A Pause in Advent Week 1

Luke 1

5-7 During the rule of Herod, King of Judea, there was a priest assigned service in the regiment of Abijah. His name was Zachariah. His wife was descended from the daughters of Aaron. Her name was Elizabeth. Together they lived honorably before God, careful in keeping to the ways of the commandments and enjoying a clear conscience before God. But they were childless because Elizabeth could never conceive, and now they were quite old.
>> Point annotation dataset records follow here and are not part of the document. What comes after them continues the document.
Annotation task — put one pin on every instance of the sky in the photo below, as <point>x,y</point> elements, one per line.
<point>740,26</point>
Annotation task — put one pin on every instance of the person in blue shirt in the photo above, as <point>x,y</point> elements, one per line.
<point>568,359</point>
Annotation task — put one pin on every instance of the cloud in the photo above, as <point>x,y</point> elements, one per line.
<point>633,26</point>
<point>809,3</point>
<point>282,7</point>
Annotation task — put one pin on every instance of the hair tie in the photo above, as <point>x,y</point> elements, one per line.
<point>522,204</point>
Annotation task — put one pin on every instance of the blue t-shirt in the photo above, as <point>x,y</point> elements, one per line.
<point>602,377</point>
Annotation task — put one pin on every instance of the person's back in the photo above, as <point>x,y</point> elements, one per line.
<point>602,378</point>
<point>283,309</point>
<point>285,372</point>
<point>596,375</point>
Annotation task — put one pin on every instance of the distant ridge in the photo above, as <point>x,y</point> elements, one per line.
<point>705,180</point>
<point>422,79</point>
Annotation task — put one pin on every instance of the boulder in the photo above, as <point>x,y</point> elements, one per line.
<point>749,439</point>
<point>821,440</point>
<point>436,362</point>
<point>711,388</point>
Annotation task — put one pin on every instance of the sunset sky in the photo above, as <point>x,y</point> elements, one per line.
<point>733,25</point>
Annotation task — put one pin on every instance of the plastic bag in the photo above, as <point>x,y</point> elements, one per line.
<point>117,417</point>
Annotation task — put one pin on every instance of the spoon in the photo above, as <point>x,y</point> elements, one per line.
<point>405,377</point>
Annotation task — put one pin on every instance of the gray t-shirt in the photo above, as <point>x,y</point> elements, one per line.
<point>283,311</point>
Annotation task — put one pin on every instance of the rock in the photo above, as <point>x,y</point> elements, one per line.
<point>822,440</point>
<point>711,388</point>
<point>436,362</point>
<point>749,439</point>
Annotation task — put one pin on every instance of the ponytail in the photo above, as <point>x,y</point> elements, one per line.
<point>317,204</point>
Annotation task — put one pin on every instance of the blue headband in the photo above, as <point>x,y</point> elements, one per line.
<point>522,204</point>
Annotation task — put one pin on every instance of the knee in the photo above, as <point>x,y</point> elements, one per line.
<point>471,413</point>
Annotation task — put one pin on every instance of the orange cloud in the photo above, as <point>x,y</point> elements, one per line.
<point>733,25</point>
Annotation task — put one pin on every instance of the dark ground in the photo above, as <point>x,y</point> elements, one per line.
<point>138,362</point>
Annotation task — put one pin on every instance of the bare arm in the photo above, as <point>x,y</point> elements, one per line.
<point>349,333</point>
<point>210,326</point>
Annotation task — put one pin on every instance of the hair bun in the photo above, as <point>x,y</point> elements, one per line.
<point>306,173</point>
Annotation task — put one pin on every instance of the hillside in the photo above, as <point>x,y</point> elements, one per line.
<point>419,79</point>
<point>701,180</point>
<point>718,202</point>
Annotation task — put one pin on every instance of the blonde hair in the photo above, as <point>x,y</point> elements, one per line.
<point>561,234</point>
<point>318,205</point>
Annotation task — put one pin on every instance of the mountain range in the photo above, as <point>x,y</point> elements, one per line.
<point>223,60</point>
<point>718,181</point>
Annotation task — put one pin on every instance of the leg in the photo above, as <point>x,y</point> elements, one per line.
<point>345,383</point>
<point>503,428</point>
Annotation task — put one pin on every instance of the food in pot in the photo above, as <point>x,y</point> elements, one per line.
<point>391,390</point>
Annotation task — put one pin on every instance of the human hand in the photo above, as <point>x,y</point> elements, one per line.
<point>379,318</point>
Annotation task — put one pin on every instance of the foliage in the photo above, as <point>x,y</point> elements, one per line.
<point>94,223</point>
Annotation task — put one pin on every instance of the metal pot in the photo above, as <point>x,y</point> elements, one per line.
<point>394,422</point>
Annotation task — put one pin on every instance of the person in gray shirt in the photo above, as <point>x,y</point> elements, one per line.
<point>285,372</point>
8-12 It so happened that as Zachariah was carrying out his priestly duties before God, working the shift assigned to his regiment, it came his one turn in life to enter the sanctuary of God and burn incense. The congregation was gathered and praying outside the Temple at the hour of the incense offering. Unannounced, an angel of God appeared just to the right of the altar of incense. Zachariah was paralyzed in fear.

13-15 But the angel reassured him, “Don’t fear, Zachariah. Your prayer has been heard. Elizabeth, your wife, will bear a son by you. You are to name him John. You’re going to leap like a gazelle for joy, and not only you—many will delight in his birth. He’ll achieve great stature with God.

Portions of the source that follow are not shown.